Dennoch hielt ich die Augen offen.
Amelias Schätzung war richtig gewesen: das Stoner-Geld, das ich bei mir hatte, reichte gerade für den Flug nach Chasm City. Die Hälfte hatte ich bereits für die Strelnikov bezahlt; der Rest deckte mit Mühe und Not die letzte Etappe ab. Natürlich hatte ich auch in Vadims Kabine einiges eingesackt, doch als ich mir die Beute nun genauer ansah, stellte ich fest, dass es nicht mehr war, als mir aus meiner eigenen Kasse übrig blieb.

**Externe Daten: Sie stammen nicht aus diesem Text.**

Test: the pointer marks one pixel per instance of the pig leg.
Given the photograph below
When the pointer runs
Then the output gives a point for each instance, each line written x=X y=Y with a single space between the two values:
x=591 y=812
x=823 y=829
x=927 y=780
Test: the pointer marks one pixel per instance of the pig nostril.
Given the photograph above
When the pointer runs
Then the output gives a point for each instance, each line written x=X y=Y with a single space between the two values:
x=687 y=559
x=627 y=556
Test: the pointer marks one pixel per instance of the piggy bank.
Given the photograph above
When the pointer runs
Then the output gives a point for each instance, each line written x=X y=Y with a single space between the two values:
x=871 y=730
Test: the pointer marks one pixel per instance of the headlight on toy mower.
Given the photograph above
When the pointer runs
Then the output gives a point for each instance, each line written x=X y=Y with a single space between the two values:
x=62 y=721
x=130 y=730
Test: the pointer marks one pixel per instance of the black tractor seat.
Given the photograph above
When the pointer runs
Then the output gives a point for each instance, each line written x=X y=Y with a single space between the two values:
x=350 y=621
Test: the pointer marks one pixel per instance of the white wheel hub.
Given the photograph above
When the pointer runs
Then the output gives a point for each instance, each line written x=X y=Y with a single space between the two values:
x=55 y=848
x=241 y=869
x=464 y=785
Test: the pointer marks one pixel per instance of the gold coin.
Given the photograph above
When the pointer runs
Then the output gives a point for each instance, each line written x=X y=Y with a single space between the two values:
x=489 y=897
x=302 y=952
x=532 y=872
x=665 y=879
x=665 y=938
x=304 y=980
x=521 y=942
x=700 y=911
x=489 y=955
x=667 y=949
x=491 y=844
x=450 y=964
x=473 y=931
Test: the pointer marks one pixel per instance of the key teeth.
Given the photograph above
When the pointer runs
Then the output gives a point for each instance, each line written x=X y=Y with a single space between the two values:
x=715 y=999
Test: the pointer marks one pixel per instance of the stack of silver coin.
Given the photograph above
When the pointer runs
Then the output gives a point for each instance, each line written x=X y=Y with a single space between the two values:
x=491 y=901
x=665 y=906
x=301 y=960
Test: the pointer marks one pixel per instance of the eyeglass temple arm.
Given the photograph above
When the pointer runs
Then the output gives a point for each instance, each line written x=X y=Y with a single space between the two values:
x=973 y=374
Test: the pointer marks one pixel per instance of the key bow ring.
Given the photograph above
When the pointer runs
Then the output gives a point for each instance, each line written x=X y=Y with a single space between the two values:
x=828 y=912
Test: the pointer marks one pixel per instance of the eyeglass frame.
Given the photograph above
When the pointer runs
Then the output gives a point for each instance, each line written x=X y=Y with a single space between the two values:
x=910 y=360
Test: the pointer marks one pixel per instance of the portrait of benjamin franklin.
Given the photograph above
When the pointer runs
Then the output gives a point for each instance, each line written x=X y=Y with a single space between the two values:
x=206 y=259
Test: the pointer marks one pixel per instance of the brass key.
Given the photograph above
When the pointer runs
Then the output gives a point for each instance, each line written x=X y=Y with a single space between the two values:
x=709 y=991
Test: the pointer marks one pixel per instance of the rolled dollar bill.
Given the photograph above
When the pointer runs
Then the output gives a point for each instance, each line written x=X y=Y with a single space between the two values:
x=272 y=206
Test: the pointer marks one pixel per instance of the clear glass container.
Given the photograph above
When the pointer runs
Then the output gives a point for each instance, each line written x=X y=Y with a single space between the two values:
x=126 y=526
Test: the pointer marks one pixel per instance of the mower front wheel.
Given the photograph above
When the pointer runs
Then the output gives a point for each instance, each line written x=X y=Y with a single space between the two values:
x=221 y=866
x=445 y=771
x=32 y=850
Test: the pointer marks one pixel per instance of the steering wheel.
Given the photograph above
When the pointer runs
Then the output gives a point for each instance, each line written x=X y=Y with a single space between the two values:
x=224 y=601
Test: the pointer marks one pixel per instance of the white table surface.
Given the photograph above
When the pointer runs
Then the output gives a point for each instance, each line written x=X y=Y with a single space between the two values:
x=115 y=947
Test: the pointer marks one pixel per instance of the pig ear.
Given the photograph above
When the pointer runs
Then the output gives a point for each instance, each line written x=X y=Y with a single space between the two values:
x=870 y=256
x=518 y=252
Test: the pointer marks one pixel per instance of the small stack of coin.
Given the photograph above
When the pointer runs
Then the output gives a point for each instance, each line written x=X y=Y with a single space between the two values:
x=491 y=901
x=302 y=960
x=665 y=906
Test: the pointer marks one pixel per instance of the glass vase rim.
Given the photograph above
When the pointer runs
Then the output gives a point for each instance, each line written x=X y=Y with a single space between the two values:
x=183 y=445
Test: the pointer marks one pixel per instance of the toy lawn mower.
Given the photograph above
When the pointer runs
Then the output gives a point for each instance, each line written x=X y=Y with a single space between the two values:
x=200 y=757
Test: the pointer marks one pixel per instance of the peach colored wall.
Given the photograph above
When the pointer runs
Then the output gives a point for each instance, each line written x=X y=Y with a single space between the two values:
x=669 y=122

Seine Opfer, offensichtlich lauter Neuankömmlinge, hatten nicht viel einheimisches Geld bei sich getragen.
Ich sah auf die Uhr.
Vadims Uhr hatte konzentrische Zifferblätter für den sechsundzwanzigstündigen Yellowstone-Tag und den Vierundzwanzig-Stunden-Tag im System. Ich hatte bis zum Start noch zwei Stunden Zeit. Zunächst wollte ich nur in NV herumlaufen und mich nach einheimischen Informationsquellen umsehen, aber ich stellte rasch fest, dass große Bereiche der Station für Leute, die mit einem so bescheidenen Vehikel wie der Strelnikov hier ankamen, nicht zugänglich waren.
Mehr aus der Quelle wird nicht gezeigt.